Five weeks later, her husband forced her to make love and Cheredio started bleeding unexpectedly. She was again put on herbal medicine but this complication, she says lasted for close to a year.
Dr Nabunya says bleeding after delivery usually lasts not more than six weeks. Any bleeding afterwards could be as a result of an infection, or a complication that was not detected during delivery or having sex before you have fully healed. “For her case, it could have been due to having sex before post birth recovery,” she says.

To her rescue
Because of the challenges that followed after her first child, Cheredio was introduced to family planning by the doctors who visited the village. However, her husband lost his cool and started beating her up for not bearing him another child soon. To save her life, she stopped the family planning. She has now delivered three other children in a space of three years. Her second, third and fourth born are aged three, two and one.
“I also do not like having children this way but I have no choice. My husband threatens to hurt me if I ever use family planning again,” said Cheredio. Their father does not want to take them to school. Her first born hardly spends a term in school. “His father says he should stay home and look after cattle. When I insist on taking the child to school, he beats me the whole night. I have now decided to keep quiet,” Cheredio says.
Asked why she is stuck in that marriage, Cheredio says their culture (Pokot) dictates that a man owns a woman once he pays dowry. The parents can never allow you back to their home because they fear that a man could go back to claim their cattle. Among the Pokot, a girl is ready for marriage once she can carry a 10-litre jerrycan.

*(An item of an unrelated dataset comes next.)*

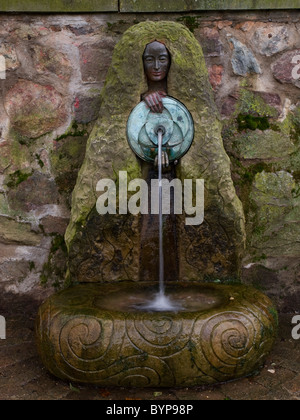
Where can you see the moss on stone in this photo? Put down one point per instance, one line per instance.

Amudat district chairperson, Francis Kiyonga, says a study conducted by the district revealed that girl child dropout is at 96 per cent. This, he said, is the reason why the literacy level in the district is at 4 per cent.
“The problem we have in the district is because girls are perceived as a source of wealth. Girls are married off at any age. We have found it difficult to arrest the culprits because cases are never reported,” Kiyonga said.

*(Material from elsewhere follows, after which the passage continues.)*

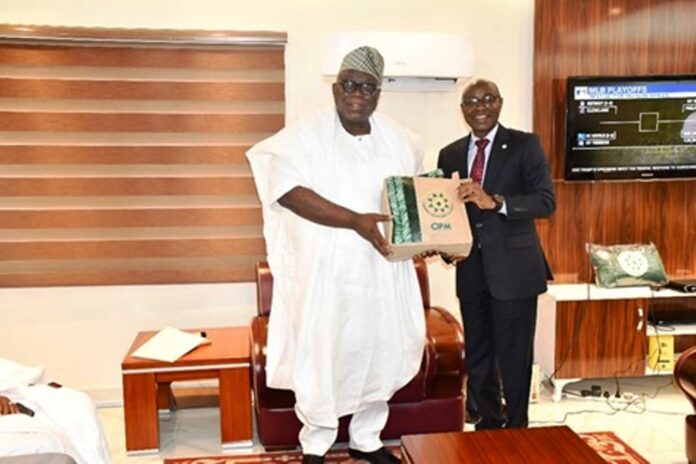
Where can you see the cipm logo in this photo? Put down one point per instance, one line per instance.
(437, 204)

The 2014 Ubos statistics show 78 per cent of Uganda’s population is below 35 years and more than 50 per cent is below 24 years. This has been attributed to child marriages and teenage pregnancies.
Bakshi Asuman, RAHU’s programmes manager, says they have resorted to conducting sensitisation programmes purposely to end child marriage and teenage pregnancies. RAHU has so far held sensitisation programmes in Amudat, Napak, Moroto and Nakapiripirit districts. “We educate the parents on why they should let girls study for their future. We also teach girls on how they can avoid being induced into sexual intercourse,” Asuman says.

Challenges
Hamurani Tyamba, a teacher at Kalas Boys Primary School, says parents in Amudat trade animals for their children’s future. They see cows as the first priority that is why they marry off teenagers to get cattle or remove boys from school to become herdsmen.
“You may have 30 children in a class today but the next morning you have 10. Some return after sometimes while others don’t return forever. Parents in this area haven’t seen value in education,” Tyamba says.
On June 16, 2015, on the Day of the African Child, the government launched the National Strategy to end Child Marriage and Teenage Pregnancy. The strategy outlines approaches and interventions that will end child marriage and teenage pregnancy in Uganda.